Will video surveillance reveal a Chaparral 2J driving over the cover and sucking it into the air? Seriously, Mythbusters with the usual amount of creativity were able to launch manhole covers with sewer pipe ends sealed and an optimum methane fuel/air ratio. It was reported this was a storm drain not a sewer making methane gas unlikely. Common sense answer’s natural gas leak theory could be “plausible”.
I guess it depends on the weld, but I would think the constant flexing caused by countless large trucks and cars driving over it, would weaken the weld.
Still trying to figure out how the manhole cover got to be flying 5 feet into the air. One possibility comes to mind is that it was dislodged by an inch or two, and that allowed it to pivot. The SUV hit it, pushed down on the open end with a lot of impulse, and flipped it into the air.
I remain skeptical for a round cover with a flange all around to somehow be flipped up. That would require half the flange to be missing. Reporters don’t always get the stories right.
I saw a cover on a sidewalk near me dislodged recently, so there was an inch of open space on one end. I suspect that if you hit that end with a (very large) sledgehammer, it would pivot and perhaps flip up, but I’m not clear on the dynamics.
Bing, it’s not unheard of in areas with constant winter thermal cycling combined with very old and often crumbling structures under the manhole cover rings, and wear and tear from huge snowplows with heavy plow equipment on the front and sanding equipment on the back. I’ve seen broken support rings, collapsed substructures (old ones are usually made of bricks), and winter weather… which even causes roads to buckle. We have one road in the north end of Hooksett (Rt 3 just before Allenstown) that’s so rippled that everyone who knows the road drives on the shoulder past the rippled section.
Yeah, one occasionally flips up, and it’s usually an old one with a crumbling substructure… often on the highway. Trouble is, there are thousands and thousands of old manhole covers on highways around Boston.
It’s Usually Some Type Of Underground Explosion That Launches These Iron Pucks.
This Is Supposed To Be Another Flying Personhole Cover Incident That I Can’t Download On This P.C.
link:
"Manhole cover sent flying by blast is caught on video - Fox 5 …"
…or this link:
"Buffalo manhole cover sent flying over 200ft … - Daily Mail"
www.dailymail.co.uk/.../Manhole-cover-sent-flying-blast-caught…
CSA
Mythbusters has little credibility, as far as I’m concerned
It was entertaining, but if you buy into some of the stuff they labeled as “credible” . . . then you probably buy into the whole “chemtrails” conspiracy, also
I doubt that the vehicle she was driving flipped the…as TSM called them…“Jennerhole cover” (I like that one), and it hit her car. It may have been flipped into the air by another car…or an explosion.

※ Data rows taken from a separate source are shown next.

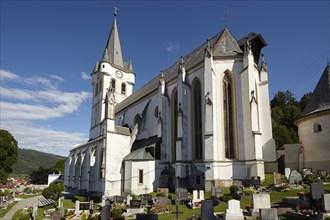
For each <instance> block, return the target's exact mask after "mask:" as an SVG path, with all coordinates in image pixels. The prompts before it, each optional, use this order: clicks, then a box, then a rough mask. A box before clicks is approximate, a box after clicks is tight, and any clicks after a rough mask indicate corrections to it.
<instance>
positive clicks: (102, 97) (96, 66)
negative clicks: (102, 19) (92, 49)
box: [89, 7, 135, 139]
mask: <svg viewBox="0 0 330 220" xmlns="http://www.w3.org/2000/svg"><path fill="white" fill-rule="evenodd" d="M114 9H115V11H114V21H113V25H112V28H111V32H110V35H109V38H108V41H107V43H106V45H105V49H104V52H103V56H102V59H101V60H100V61H98V62H96V64H95V67H94V70H93V72H92V73H91V76H92V87H93V101H92V112H91V127H90V132H89V139H95V138H97V137H99V136H101V135H102V132H103V131H102V126H101V124H102V122H103V120H104V119H105V111H106V109H105V102H106V100H105V99H106V94H107V89H109V88H112V91H113V95H114V100H115V103H114V105H116V104H118V103H120V102H121V101H123V100H124V99H125V98H127V97H128V96H130V95H131V94H132V93H133V87H134V84H135V74H134V71H133V65H132V62H131V61H130V60H129V61H125V60H124V56H123V52H122V48H121V42H120V38H119V32H118V26H117V15H118V13H117V8H116V7H114Z"/></svg>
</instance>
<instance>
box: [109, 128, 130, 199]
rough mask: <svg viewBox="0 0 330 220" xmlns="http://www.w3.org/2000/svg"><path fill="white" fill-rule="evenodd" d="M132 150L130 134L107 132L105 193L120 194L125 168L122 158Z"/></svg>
mask: <svg viewBox="0 0 330 220" xmlns="http://www.w3.org/2000/svg"><path fill="white" fill-rule="evenodd" d="M129 152H130V136H126V135H120V134H115V133H110V132H108V133H107V147H106V152H105V153H106V161H105V163H106V168H105V170H106V172H105V194H106V195H110V196H113V195H120V194H121V191H122V180H123V178H124V170H123V165H124V164H122V159H123V158H124V157H125V156H126V155H127V154H128V153H129Z"/></svg>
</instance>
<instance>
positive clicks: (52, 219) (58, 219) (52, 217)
mask: <svg viewBox="0 0 330 220" xmlns="http://www.w3.org/2000/svg"><path fill="white" fill-rule="evenodd" d="M60 219H61V213H60V212H59V211H54V212H53V213H52V220H60Z"/></svg>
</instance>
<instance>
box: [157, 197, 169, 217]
mask: <svg viewBox="0 0 330 220" xmlns="http://www.w3.org/2000/svg"><path fill="white" fill-rule="evenodd" d="M169 209H170V205H169V204H168V198H167V197H156V200H155V203H154V211H155V212H156V213H159V212H165V211H168V210H169Z"/></svg>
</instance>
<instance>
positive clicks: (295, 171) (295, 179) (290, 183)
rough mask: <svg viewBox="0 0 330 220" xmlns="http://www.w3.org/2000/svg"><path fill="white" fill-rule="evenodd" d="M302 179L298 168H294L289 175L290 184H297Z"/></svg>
mask: <svg viewBox="0 0 330 220" xmlns="http://www.w3.org/2000/svg"><path fill="white" fill-rule="evenodd" d="M301 180H302V175H301V173H299V172H298V171H297V170H292V171H291V173H290V176H289V183H290V184H297V183H299V181H301Z"/></svg>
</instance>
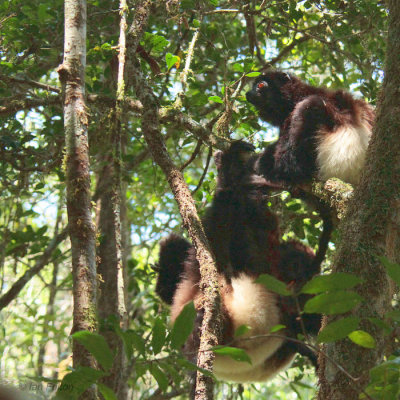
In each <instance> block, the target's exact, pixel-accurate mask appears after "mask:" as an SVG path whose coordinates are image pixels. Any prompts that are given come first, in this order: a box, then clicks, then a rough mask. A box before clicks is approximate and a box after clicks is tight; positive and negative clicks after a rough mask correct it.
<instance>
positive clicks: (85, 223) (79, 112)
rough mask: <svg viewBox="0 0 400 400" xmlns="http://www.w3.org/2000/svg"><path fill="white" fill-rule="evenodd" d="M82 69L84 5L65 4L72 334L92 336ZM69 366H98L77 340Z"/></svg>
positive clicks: (86, 124)
mask: <svg viewBox="0 0 400 400" xmlns="http://www.w3.org/2000/svg"><path fill="white" fill-rule="evenodd" d="M85 67H86V1H85V0H66V1H65V37H64V61H63V64H62V65H61V66H60V67H59V68H58V73H59V75H60V80H61V83H62V84H63V88H64V91H65V98H64V129H65V140H66V156H65V158H66V159H65V163H66V183H67V211H68V223H69V234H70V238H71V252H72V275H73V297H74V312H73V328H72V332H76V331H80V330H87V331H95V330H96V328H97V321H96V289H97V276H96V251H95V229H94V224H93V222H92V215H91V195H90V175H89V145H88V117H87V109H86V104H85V81H84V77H85ZM73 363H74V367H77V366H88V367H92V368H95V367H96V363H95V360H94V358H93V357H92V356H91V355H90V353H89V352H87V351H86V350H85V349H84V347H83V346H82V345H80V344H79V343H78V342H76V341H74V343H73ZM82 398H84V399H95V398H96V393H95V391H94V389H88V390H87V391H86V392H85V393H84V394H83V395H82Z"/></svg>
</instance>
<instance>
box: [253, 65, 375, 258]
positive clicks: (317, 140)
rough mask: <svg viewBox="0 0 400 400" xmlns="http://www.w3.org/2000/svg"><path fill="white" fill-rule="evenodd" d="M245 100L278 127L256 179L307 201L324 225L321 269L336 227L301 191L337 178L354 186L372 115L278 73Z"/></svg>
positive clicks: (365, 147) (344, 101) (318, 205)
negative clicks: (329, 244) (318, 214)
mask: <svg viewBox="0 0 400 400" xmlns="http://www.w3.org/2000/svg"><path fill="white" fill-rule="evenodd" d="M246 98H247V100H248V101H249V102H250V103H252V104H253V105H254V106H255V107H256V108H257V109H258V111H259V115H260V117H261V118H262V119H263V120H265V121H267V122H269V123H270V124H272V125H274V126H277V127H279V138H278V140H277V141H276V142H275V143H273V144H271V145H269V146H268V147H267V148H266V149H265V150H264V151H263V152H262V153H261V154H260V156H259V157H258V159H257V161H256V166H255V169H256V171H257V173H259V174H260V175H262V176H264V177H265V178H266V179H268V180H269V181H271V182H274V183H276V184H278V183H280V184H281V185H282V186H283V187H285V188H286V189H289V191H290V192H291V194H292V195H293V196H294V197H298V198H300V199H303V200H305V201H306V203H307V204H309V205H311V207H312V208H313V209H314V210H316V211H317V212H318V213H319V214H320V216H321V218H322V220H323V231H322V234H321V237H320V240H319V248H318V253H317V257H316V260H315V263H316V264H318V265H319V264H320V263H321V262H322V260H323V259H324V257H325V253H326V251H327V249H328V244H329V240H330V236H331V233H332V230H333V227H334V226H333V221H332V216H331V212H330V207H329V206H328V205H327V204H326V203H325V202H324V201H322V200H320V199H318V198H316V197H315V196H313V195H311V194H310V193H307V191H304V190H303V189H302V188H301V185H304V184H308V183H310V181H311V179H312V178H316V179H319V180H323V181H325V180H327V179H329V178H333V177H336V178H339V179H340V180H343V181H345V182H348V183H351V184H353V185H354V184H356V183H357V182H358V180H359V177H360V173H361V171H362V169H363V167H364V160H365V155H366V150H367V147H368V143H369V139H370V136H371V129H372V125H373V122H374V110H373V108H372V107H371V106H370V105H368V104H367V103H366V102H364V101H363V100H357V99H354V98H353V96H352V95H351V94H350V93H347V92H345V91H343V90H336V91H333V90H328V89H325V88H321V87H313V86H310V85H308V84H306V83H304V82H302V81H301V80H300V79H298V78H296V77H295V76H294V75H291V74H287V73H285V72H280V71H268V72H267V73H265V74H263V75H261V76H259V77H258V78H257V79H256V80H255V81H254V84H253V88H252V89H251V90H250V91H249V92H247V93H246Z"/></svg>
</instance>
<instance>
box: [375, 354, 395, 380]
mask: <svg viewBox="0 0 400 400" xmlns="http://www.w3.org/2000/svg"><path fill="white" fill-rule="evenodd" d="M369 375H370V377H371V383H375V384H377V383H383V382H391V383H393V382H399V379H400V357H397V358H394V359H393V360H389V361H385V362H383V363H382V364H380V365H378V366H376V367H374V368H372V369H371V370H370V371H369Z"/></svg>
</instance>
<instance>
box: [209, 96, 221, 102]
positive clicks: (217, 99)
mask: <svg viewBox="0 0 400 400" xmlns="http://www.w3.org/2000/svg"><path fill="white" fill-rule="evenodd" d="M208 100H209V101H214V102H215V103H223V102H224V101H223V100H222V99H221V97H219V96H210V97H209V98H208Z"/></svg>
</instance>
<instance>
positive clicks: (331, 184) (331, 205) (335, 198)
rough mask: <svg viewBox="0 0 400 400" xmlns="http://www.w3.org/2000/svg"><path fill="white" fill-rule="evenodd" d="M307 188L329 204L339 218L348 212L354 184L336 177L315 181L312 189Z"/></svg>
mask: <svg viewBox="0 0 400 400" xmlns="http://www.w3.org/2000/svg"><path fill="white" fill-rule="evenodd" d="M305 190H306V191H307V192H308V193H312V194H313V195H314V196H316V197H318V198H319V199H322V200H323V201H324V202H325V203H326V204H328V205H329V207H330V208H331V210H332V211H333V212H334V214H335V217H336V218H337V219H338V220H341V219H342V218H343V217H344V215H345V214H346V210H347V205H348V202H349V200H350V198H351V197H352V196H353V188H352V186H351V185H349V184H347V183H345V182H342V181H341V180H339V179H336V178H332V179H329V180H327V181H326V182H314V183H313V185H312V188H311V189H310V188H308V189H305Z"/></svg>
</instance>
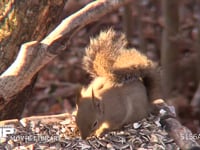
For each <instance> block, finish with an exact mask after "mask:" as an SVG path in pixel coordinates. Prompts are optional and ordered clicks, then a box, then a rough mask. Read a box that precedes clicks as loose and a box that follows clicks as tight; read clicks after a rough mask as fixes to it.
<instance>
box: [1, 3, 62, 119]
mask: <svg viewBox="0 0 200 150" xmlns="http://www.w3.org/2000/svg"><path fill="white" fill-rule="evenodd" d="M63 6H64V0H58V1H56V2H55V1H54V0H44V1H21V0H8V1H1V2H0V14H3V15H2V16H0V26H1V28H0V60H1V61H0V72H1V73H2V72H3V71H4V70H5V69H6V68H8V66H9V65H10V64H11V63H12V62H13V60H14V59H15V57H16V54H17V53H18V50H19V48H20V45H21V44H22V43H24V42H27V41H31V40H41V39H42V38H43V37H44V36H45V35H46V34H47V33H48V32H49V30H51V29H52V28H53V27H55V25H56V23H58V21H59V20H58V18H59V14H61V12H62V10H63ZM36 76H37V75H36V74H35V75H34V77H33V78H32V79H31V82H30V83H29V84H28V85H27V86H25V87H24V88H23V90H21V91H20V92H19V93H17V94H16V95H15V96H14V97H12V100H11V101H10V102H9V103H8V104H7V105H6V106H5V107H4V108H3V109H2V110H1V111H0V118H1V119H11V118H19V117H20V115H21V113H22V112H23V108H24V106H25V104H26V101H27V99H28V98H29V96H30V94H31V92H32V88H33V86H34V83H35V81H36V78H37V77H36ZM1 88H2V87H1ZM3 103H4V99H0V104H3Z"/></svg>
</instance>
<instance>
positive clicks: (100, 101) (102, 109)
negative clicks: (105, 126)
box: [92, 89, 104, 113]
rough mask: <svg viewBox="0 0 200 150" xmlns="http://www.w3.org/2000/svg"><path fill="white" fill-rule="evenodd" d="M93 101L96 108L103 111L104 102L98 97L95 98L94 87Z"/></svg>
mask: <svg viewBox="0 0 200 150" xmlns="http://www.w3.org/2000/svg"><path fill="white" fill-rule="evenodd" d="M92 103H93V106H94V108H95V109H96V110H97V111H98V112H99V113H103V112H104V111H103V104H102V103H101V101H100V100H98V99H97V98H95V96H94V91H93V89H92Z"/></svg>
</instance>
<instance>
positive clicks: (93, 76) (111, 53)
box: [83, 29, 127, 77]
mask: <svg viewBox="0 0 200 150" xmlns="http://www.w3.org/2000/svg"><path fill="white" fill-rule="evenodd" d="M126 44H127V41H126V39H125V36H124V35H117V33H116V32H114V31H113V30H112V29H108V30H107V31H103V32H101V33H100V35H99V36H98V37H96V38H91V39H90V45H89V46H88V47H87V48H86V55H85V57H84V60H83V65H84V68H85V70H86V71H87V72H89V73H90V74H91V75H92V76H93V77H97V76H105V77H112V74H113V73H112V69H113V64H114V63H115V61H116V59H117V57H118V56H119V54H120V49H123V48H124V47H125V46H126Z"/></svg>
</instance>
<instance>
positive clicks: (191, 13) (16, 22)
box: [0, 0, 200, 133]
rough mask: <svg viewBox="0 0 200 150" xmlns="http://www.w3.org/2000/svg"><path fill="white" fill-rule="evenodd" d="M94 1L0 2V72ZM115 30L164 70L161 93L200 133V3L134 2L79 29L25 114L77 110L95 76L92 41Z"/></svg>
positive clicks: (40, 75)
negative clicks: (42, 39)
mask: <svg viewBox="0 0 200 150" xmlns="http://www.w3.org/2000/svg"><path fill="white" fill-rule="evenodd" d="M89 2H92V1H91V0H68V1H66V0H57V1H54V0H43V1H42V2H41V1H39V0H28V1H20V0H5V1H0V60H1V62H0V71H1V73H2V72H3V71H4V70H5V69H6V68H7V67H8V66H9V65H10V64H11V63H12V62H13V60H14V59H15V57H16V55H17V52H18V50H19V47H20V45H21V44H22V43H25V42H28V41H31V40H41V39H42V38H43V37H44V36H45V35H47V34H48V33H49V32H50V31H52V30H53V29H54V28H55V27H56V25H58V24H59V22H61V20H62V19H64V18H66V17H67V16H69V15H71V14H73V13H74V12H76V11H78V10H80V9H81V8H82V7H84V6H85V5H87V4H88V3H89ZM109 27H112V28H114V29H115V30H117V31H122V32H124V33H125V34H126V37H127V39H128V42H129V43H128V47H134V48H137V49H138V50H139V51H141V52H142V53H144V54H146V55H147V56H148V57H149V58H150V59H152V60H153V61H155V62H156V63H157V64H158V65H159V66H160V67H159V68H160V71H161V77H162V91H163V94H164V97H165V99H166V101H167V102H168V103H169V104H170V105H174V106H175V108H176V112H177V115H178V118H179V120H180V121H181V123H182V124H183V125H185V126H187V127H189V128H190V129H191V130H192V132H193V133H200V125H199V121H200V117H199V115H200V113H199V112H200V111H199V110H200V83H199V79H200V66H199V65H200V1H199V0H182V1H179V0H133V1H132V3H131V4H129V5H126V6H123V7H121V8H120V9H118V10H116V11H113V12H112V13H110V14H107V15H106V16H104V17H102V18H101V19H100V20H98V21H96V22H94V23H92V24H89V25H87V26H86V27H85V28H82V29H81V30H79V32H78V33H76V34H75V35H74V36H73V38H72V39H71V41H66V42H68V43H69V44H68V47H67V49H66V51H64V52H63V53H62V54H61V55H59V56H58V57H57V58H56V59H54V60H53V61H52V62H51V63H49V64H48V65H47V66H46V67H45V68H43V69H42V71H41V72H40V73H39V74H38V79H37V81H36V84H35V87H34V90H33V94H32V96H31V97H30V99H28V100H27V101H28V103H27V105H26V108H25V110H24V113H23V116H32V115H47V114H58V113H64V112H72V111H73V110H74V108H75V99H76V94H77V92H76V88H77V86H79V85H84V86H86V85H87V84H88V83H89V82H90V81H91V78H90V76H89V74H87V73H86V72H85V71H84V70H83V68H82V65H81V62H82V57H83V54H84V50H85V47H86V46H87V45H88V44H89V39H90V37H94V36H96V35H98V34H99V32H100V31H101V30H104V29H106V28H109Z"/></svg>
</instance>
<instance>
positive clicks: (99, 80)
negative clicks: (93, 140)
mask: <svg viewBox="0 0 200 150" xmlns="http://www.w3.org/2000/svg"><path fill="white" fill-rule="evenodd" d="M126 43H127V42H126V40H125V36H124V35H123V34H117V33H116V32H115V31H113V30H112V29H109V30H107V31H104V32H101V33H100V35H99V36H98V37H97V38H94V39H91V40H90V45H89V46H88V48H87V49H86V56H85V57H84V61H83V65H84V68H85V69H86V71H88V72H89V73H90V74H91V75H92V76H93V77H94V80H93V82H92V83H91V84H90V85H89V86H88V87H87V88H86V89H83V90H82V92H81V95H80V97H79V100H78V101H77V106H78V111H77V116H76V122H77V125H78V127H79V129H80V132H81V136H82V138H86V137H88V136H90V135H91V134H92V133H94V132H95V131H97V130H98V129H99V128H101V126H102V125H104V123H106V128H105V129H104V127H103V128H102V129H101V130H100V131H98V133H97V132H96V133H95V134H96V135H99V134H101V133H103V132H105V130H108V131H110V130H114V129H119V128H120V127H122V126H123V125H124V124H127V123H131V122H135V121H138V120H140V119H142V118H144V117H146V116H147V114H148V113H149V110H150V108H151V104H150V101H152V100H154V99H157V98H160V92H159V90H160V87H159V80H158V72H157V71H156V67H155V65H154V63H153V62H152V61H151V60H149V59H148V58H147V57H146V56H144V55H142V54H141V53H139V52H138V51H137V50H135V49H126V48H125V46H126ZM92 93H93V94H92Z"/></svg>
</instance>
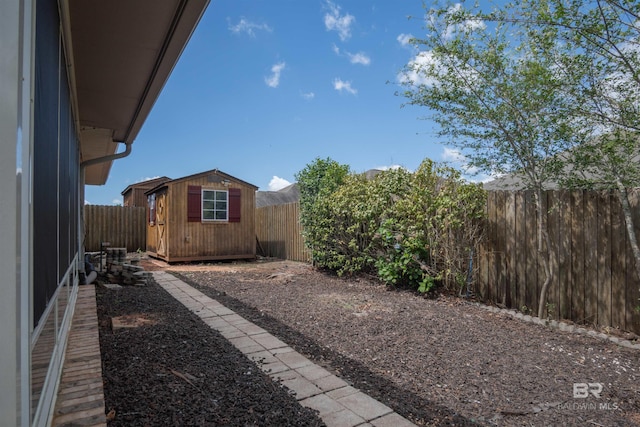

The car she was driving would have flipped it and it hit the underside of her car.
These things weigh well in excess of 150#. My wife drove truck for the gas company and they contracted me to make a hand crane that the workers could use to remove the covers. It still took two men’s weight to move the cover except for a few really big guys.
Yosemite
I didn’t realize they were that heavy. I complained to myself last year when the street crew put a cover back on with the stripe going at right angles to the stripe on the road. I thought can’t they at least get the stripe going the right way. Now I understand why once they got it on again, the least of their worries was which way the stripe was going.
Bing: “Reporters don’t always get the stories right.” Tell me it isn’t so. (heavy sarcasm).